Good plan I think, I am sure the computer as we know it will change  
to something else by 5 years anyway and when the big commercial  
people move in, we will lose a lot of the little places like this and  
posts that do not meet the guidelines will not be allowed.

> You can look at history.
>
> Look at the people who stayed with 68K machines in the early '90s,  
> rather
> than moving to the Power PC architeture.
The 68's  still work, depending on what the need is plus the software  
that was thousands is pennies on the dollar, same for the early PPC  
and it does what was so "blazing " just 5 years ago.

> look at the people who stayed with OS 9 rather than moving to OS X.
I put a partition of X from the first release just to see how it  
would go and to have some fun, I was disappointed at 10.2.8 I  
actually stopped using X for a year and went fully back to 9

I was for the first time disappointed in Apple.  3 years of crashing  
programs ,limited program function,  when we were promised a full  
ready to go operating system, updates that messed up everything, lost  
data and promises not fulfilled.. Not until 10.3 did  OS X really  
become stable .4 has been wonderful and .5 well that could be  
interesting .  We are now going to be running some Intel and some  
PPC. I may wait a few months.
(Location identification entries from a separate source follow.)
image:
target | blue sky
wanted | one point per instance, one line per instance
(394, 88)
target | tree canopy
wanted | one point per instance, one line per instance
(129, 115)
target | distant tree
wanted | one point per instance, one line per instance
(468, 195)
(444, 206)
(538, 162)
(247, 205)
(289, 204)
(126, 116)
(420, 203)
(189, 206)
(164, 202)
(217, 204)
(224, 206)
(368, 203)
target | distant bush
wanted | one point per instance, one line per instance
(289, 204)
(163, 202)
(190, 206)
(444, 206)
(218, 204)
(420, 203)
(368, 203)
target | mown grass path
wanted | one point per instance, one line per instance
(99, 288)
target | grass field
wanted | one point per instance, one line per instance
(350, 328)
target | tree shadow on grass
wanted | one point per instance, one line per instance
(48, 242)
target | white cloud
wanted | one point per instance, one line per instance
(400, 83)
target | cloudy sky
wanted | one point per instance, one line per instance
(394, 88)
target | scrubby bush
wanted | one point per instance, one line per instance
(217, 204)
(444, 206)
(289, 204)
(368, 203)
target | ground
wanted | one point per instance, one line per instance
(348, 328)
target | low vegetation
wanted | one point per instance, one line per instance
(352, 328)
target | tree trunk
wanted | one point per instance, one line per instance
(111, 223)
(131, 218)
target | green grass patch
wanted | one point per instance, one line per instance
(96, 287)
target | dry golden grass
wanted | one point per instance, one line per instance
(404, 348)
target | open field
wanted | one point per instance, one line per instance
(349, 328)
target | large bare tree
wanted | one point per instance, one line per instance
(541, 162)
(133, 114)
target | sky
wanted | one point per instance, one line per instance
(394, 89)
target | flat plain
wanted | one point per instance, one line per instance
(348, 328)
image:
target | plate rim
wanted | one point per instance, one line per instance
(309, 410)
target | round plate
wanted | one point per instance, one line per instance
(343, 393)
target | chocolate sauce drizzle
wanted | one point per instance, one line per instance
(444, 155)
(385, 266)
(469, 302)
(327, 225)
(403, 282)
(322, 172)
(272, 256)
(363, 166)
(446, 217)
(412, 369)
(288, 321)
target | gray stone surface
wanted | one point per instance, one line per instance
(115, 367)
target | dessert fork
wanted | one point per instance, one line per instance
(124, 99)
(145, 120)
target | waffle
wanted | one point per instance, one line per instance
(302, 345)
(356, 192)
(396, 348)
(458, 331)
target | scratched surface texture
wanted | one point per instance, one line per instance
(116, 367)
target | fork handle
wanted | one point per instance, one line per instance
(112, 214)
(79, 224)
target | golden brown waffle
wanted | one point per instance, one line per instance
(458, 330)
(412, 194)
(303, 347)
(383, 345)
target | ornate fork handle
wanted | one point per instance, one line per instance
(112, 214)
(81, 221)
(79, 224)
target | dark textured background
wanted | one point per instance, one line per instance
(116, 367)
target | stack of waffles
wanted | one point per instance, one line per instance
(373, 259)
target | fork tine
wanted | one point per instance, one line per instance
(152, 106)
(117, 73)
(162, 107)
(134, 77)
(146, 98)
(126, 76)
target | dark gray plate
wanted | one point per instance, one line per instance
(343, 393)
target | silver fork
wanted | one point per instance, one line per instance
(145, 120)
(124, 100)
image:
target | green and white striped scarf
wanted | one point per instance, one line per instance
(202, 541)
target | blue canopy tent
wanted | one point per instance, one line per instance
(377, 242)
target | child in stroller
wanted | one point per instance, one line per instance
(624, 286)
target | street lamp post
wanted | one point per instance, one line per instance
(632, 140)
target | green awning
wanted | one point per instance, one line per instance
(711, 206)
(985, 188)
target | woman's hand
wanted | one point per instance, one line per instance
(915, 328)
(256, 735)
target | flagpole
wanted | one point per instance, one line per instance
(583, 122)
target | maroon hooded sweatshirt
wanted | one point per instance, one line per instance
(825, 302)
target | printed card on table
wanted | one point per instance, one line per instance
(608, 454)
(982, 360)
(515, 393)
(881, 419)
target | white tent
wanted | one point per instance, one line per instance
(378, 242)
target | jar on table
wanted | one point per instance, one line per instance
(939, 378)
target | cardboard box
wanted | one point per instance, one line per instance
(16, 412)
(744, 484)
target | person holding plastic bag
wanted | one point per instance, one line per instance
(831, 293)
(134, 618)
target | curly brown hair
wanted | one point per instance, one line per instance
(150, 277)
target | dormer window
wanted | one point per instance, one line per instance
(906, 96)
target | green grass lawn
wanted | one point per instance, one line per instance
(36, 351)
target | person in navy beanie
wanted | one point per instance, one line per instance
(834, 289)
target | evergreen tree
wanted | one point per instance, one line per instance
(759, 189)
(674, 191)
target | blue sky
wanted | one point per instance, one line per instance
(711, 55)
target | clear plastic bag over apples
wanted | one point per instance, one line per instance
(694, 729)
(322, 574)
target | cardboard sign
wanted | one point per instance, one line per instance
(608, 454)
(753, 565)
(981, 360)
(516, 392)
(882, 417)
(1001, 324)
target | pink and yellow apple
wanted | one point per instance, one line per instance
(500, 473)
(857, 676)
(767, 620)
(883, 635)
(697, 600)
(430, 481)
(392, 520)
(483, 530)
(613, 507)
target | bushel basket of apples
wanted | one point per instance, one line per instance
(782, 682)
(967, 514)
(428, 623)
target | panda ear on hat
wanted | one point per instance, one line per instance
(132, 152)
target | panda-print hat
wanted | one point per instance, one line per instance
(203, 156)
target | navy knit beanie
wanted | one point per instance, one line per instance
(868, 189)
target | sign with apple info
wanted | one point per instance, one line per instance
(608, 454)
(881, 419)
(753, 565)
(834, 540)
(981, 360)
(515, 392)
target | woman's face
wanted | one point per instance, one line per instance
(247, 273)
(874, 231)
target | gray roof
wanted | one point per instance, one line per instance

Usually wait 1 or 2 anyways to let the  
beta testers get the bugs out.   The whole point is you buy what you  
need and use what meets your requirements. I could have typed the  
legal brief on the G4 but the Mac 512 did just fine and I did not  
notice the difference;  between the blazing speed of the 1985   512 ,  
advertised when the Mac 512 was King or the G4 when it was King for a  
day.  Typing that legal brief was not different.

> Sooner or later, you will have no choice.

Only if he need is required, otherwise for the average person these  
computers are way over powered. But like any business Apple needs to  
push units. I must say they do a better job then most at putting  
cutting edge tech on them

  What would be really nice is to develop a way to use this power in  
a much easier way then paging through a Manual a foot thick looking  
for how to make the software run. That is where the technology has  
really lagged and kept the average user from utilizing easily, all  
the power at their hands. The only real leap has been the audio  
visual and that has been pushed because it makes money for computer  
makers.

I am with Nick, I have no desire to run to Intel as that has it's  
problems and I think everything I have will do fine for as long as  
possible and as long as some support remains.